Konferansımızda özetle şu talepler dile getirilmiştir:
•Soykırımlar gerçeği kabul edilmeli, devlet tarafından halklarımızdan özür dilenmeli, bu bilincin sembolleri oluşturulmaya çalışılmalıdır.
•Yurtlarından tehcir edilen halklarımıza geri dönüş ve vatandaşlık hakkı kabul edilmeli ve gasp edilmiş mülkiyetlerinin tazmin edilmesi sağlanmalıdır.
•Soykırıma uğratılmış halklarımıza ait ibadet yeri, okul gibi kamusal yapılar restore edilerek iade edilmeli, yerleşim yeri adları geri verilmeli ve ders kitaplarında soykırım gerçeğine yer verilerek, soykırım karşıtı bilincin gelişmesine katkıda bulunulmalıdır. Bu doğrultuda soykırım suçu işlemiş kişilerin adları, verilen yerlerden geri alınmalıdır.

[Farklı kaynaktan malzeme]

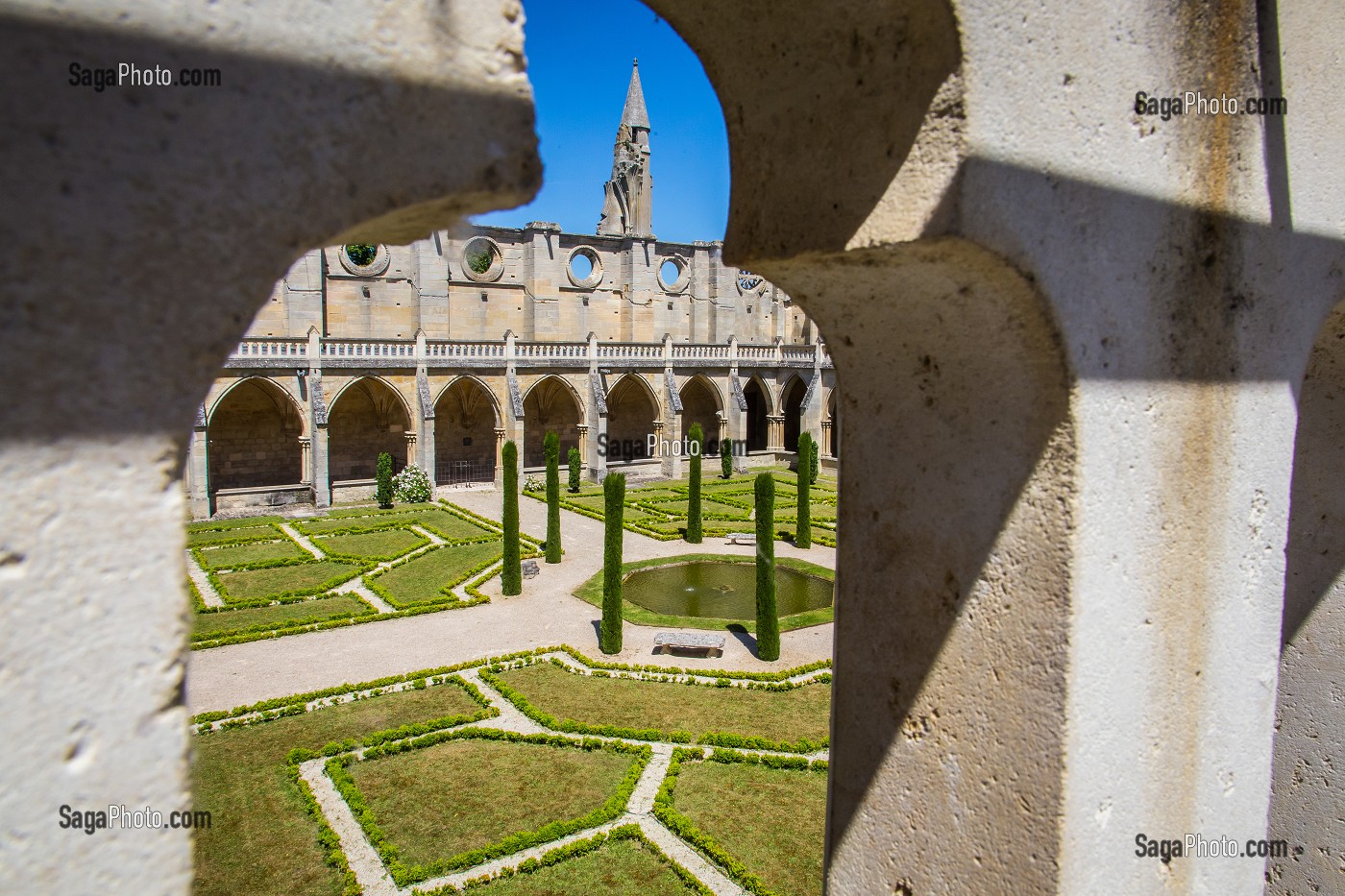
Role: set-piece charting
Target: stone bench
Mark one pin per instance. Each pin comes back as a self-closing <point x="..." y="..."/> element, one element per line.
<point x="689" y="641"/>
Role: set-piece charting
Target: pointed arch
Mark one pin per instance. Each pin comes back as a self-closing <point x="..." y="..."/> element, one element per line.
<point x="791" y="408"/>
<point x="550" y="405"/>
<point x="467" y="413"/>
<point x="252" y="436"/>
<point x="632" y="409"/>
<point x="557" y="379"/>
<point x="275" y="390"/>
<point x="756" y="420"/>
<point x="701" y="403"/>
<point x="367" y="417"/>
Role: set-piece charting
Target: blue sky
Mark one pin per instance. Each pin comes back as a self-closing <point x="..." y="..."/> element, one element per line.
<point x="578" y="58"/>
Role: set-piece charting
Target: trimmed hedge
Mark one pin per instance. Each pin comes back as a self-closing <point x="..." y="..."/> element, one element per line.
<point x="769" y="618"/>
<point x="609" y="631"/>
<point x="551" y="447"/>
<point x="693" y="512"/>
<point x="575" y="470"/>
<point x="404" y="875"/>
<point x="511" y="573"/>
<point x="383" y="473"/>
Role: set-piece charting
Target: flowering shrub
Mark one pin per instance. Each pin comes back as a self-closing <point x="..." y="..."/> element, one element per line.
<point x="412" y="486"/>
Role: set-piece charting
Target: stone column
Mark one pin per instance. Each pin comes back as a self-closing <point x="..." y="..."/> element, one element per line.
<point x="322" y="483"/>
<point x="198" y="472"/>
<point x="500" y="456"/>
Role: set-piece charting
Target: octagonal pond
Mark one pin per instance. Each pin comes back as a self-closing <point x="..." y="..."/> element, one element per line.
<point x="720" y="590"/>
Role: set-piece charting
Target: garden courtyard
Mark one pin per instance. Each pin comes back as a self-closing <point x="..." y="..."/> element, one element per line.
<point x="491" y="745"/>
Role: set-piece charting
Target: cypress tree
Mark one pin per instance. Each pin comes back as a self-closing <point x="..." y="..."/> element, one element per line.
<point x="383" y="493"/>
<point x="609" y="631"/>
<point x="693" y="513"/>
<point x="575" y="470"/>
<point x="769" y="621"/>
<point x="551" y="447"/>
<point x="803" y="533"/>
<point x="511" y="574"/>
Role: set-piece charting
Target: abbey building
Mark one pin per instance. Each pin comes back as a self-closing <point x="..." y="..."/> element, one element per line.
<point x="441" y="350"/>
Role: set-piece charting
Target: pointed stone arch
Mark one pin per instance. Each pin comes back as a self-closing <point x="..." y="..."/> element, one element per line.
<point x="550" y="403"/>
<point x="367" y="416"/>
<point x="701" y="403"/>
<point x="252" y="436"/>
<point x="757" y="417"/>
<point x="466" y="417"/>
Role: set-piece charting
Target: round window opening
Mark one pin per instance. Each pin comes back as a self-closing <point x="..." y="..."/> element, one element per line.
<point x="674" y="275"/>
<point x="481" y="260"/>
<point x="584" y="268"/>
<point x="360" y="254"/>
<point x="749" y="281"/>
<point x="363" y="258"/>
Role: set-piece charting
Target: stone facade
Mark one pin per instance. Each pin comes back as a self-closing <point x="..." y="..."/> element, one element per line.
<point x="1082" y="584"/>
<point x="420" y="350"/>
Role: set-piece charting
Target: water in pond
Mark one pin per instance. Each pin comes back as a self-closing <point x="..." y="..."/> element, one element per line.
<point x="713" y="590"/>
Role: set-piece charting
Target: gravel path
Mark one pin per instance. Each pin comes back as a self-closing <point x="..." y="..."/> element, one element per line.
<point x="547" y="614"/>
<point x="201" y="580"/>
<point x="303" y="541"/>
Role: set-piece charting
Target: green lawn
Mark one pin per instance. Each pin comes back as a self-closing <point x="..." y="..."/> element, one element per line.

•Soykırımlarda sorumluluğu olanlar yargılanmalı gıyabında da olsa hak ettikleri cezaya çarptırmalıdırlar.
•Soykırımlarda ve sonrasında katledilen ve mezarları gizlenen Ermeni aydınlarının, Seyit Rıza ve arkadaşlarının, gözaltında kayıpların mezar yerleri açıklanmalı, cenazeleri ailelerine teslim edilmeli, soykırımlar ve akabindeki yıllarda katledilen insanların anısı için anıt mezarlar yapılmalıdır.
•Soykırım arşivleri açılmalı, Dersim’in kayıp çocukları bulunulmalı ve akıbetleri açıklanmalıdır.
•Soykırımların bir daha yaşanmaması için yasal ve anayasal tedbirler alınmalıdır.
•Toplumsal dokuyu bozan, doğayı katleden ve halklarımızın ziyaretlerini, mezarlarını sular altında bırakan barajların yapımına son verilmelidir.
•Zorunlu din derslerine son verilmeli, anadilinde eğitim hakkı tanınmalıdır.
•Asimilasyona, Alevi ve Hristiyan yerleşim bölgelerine cami yapılmasına son verilmeli ve Diyanet İşleri Başkanlığı lağvedilmelidir. Halklarımızın inanç mekânlarına saygı gösterilmelidir.
Bu çabaların önemli olacağını düşünüyor ve halklarımızda enternasyonalist bilinç ve empatiyi geliştireceğine inanıyoruz.
Konferansımıza katılarak önemli araştırmalarıyla ve değerli tartışmalarıyla katkı sunan bilim insanlarına, yazarlara, avukatlara, Rojava deneyimini aktaran Efrin kantonu başbakanına, kurum temsilcilerine ve emeği gecen herkese teşekkürlerimizi sunuyoruz.
ABDEM, konferansımızın ortaya çıkardığı veriler ve sonuçlardan aldığı cesaretle geçmişle yüzleşme, hakikatleri ve sorumluları ortaya çıkarma ve adaleti sağlama mücadelesinde her türlü çabayı göstereceğini ve üzerine düşen her görevi yerine getireceğini beyan eder.